Ocular infection is a serious eye disease that could lead to blindness without prompt and proper treatment. In pathology, ocular infection is caused by microorganisms such as bacteria, fungi or viruses. The essential prerequisite for the optimal treatment of ocular infection is to identify the microorganism causing infection early as each type of microorganism requires a different therapeutic approach. The clinical procedure for identifying the microorganism species causing ocular infection includes Gram staining (for bacteria)/microscopy (for fungi) and the culture of corneal surface scraping, or aqueous and vitreous smear samples taken from the surface of infected eyes. The culture procedure is labor intensive and expensive. Moreover, culturing is time consuming, which usually takes a few days or even weeks. Such a long delay in diagnosis could result in the exacerbation of patients’ symptoms, the missing of the optimal time frame for initiating treatment and subsequently the rising cost for disease management. Raman spectroscopy has been shown highly effective for non-invasive identification of both fungi and bacteria qualitatively.

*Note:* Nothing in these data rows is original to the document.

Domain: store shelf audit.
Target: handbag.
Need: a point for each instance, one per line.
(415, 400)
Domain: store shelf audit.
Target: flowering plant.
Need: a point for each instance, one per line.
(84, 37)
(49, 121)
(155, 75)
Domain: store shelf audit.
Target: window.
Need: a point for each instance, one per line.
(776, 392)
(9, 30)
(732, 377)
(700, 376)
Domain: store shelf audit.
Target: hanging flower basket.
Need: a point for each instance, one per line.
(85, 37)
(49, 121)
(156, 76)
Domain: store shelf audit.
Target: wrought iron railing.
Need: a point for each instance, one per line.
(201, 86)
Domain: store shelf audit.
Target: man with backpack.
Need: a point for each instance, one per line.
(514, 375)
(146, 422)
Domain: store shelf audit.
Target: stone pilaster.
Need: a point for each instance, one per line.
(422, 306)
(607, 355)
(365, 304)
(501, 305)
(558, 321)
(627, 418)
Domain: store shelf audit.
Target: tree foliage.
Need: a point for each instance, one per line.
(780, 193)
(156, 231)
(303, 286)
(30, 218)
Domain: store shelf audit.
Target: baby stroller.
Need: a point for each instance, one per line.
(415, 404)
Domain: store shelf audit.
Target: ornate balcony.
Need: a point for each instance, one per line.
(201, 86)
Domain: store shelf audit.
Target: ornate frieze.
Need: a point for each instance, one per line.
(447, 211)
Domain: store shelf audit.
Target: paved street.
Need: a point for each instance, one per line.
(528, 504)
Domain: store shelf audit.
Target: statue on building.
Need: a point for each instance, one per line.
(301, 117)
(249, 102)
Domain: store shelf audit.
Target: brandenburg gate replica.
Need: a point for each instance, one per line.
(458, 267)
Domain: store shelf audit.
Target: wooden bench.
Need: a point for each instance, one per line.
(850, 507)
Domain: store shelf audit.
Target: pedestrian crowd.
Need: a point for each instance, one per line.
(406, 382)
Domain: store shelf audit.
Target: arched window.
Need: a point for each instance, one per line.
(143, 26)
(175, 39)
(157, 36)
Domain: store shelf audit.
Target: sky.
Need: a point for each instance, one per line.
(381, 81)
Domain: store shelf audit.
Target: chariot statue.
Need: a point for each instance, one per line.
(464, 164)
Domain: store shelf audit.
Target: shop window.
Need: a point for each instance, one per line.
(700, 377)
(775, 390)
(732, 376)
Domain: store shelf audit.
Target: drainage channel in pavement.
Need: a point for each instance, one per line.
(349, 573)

In this study, we investigate the feasibility of identifying the microorganisms of ocular infection and quantifying the concentrations using Raman spectroscopy by measuring not only gram negative and gram positive bacteria but also infected cornea. By applying a modified orthogonal projection approach, the relative concentration of each bacteria species could be quantified. Our results indicate the great potential of Raman spectroscopy as an alternative tool for non-invasive diagnosis of ocular infection and could play a significantly role in future ophthalmology.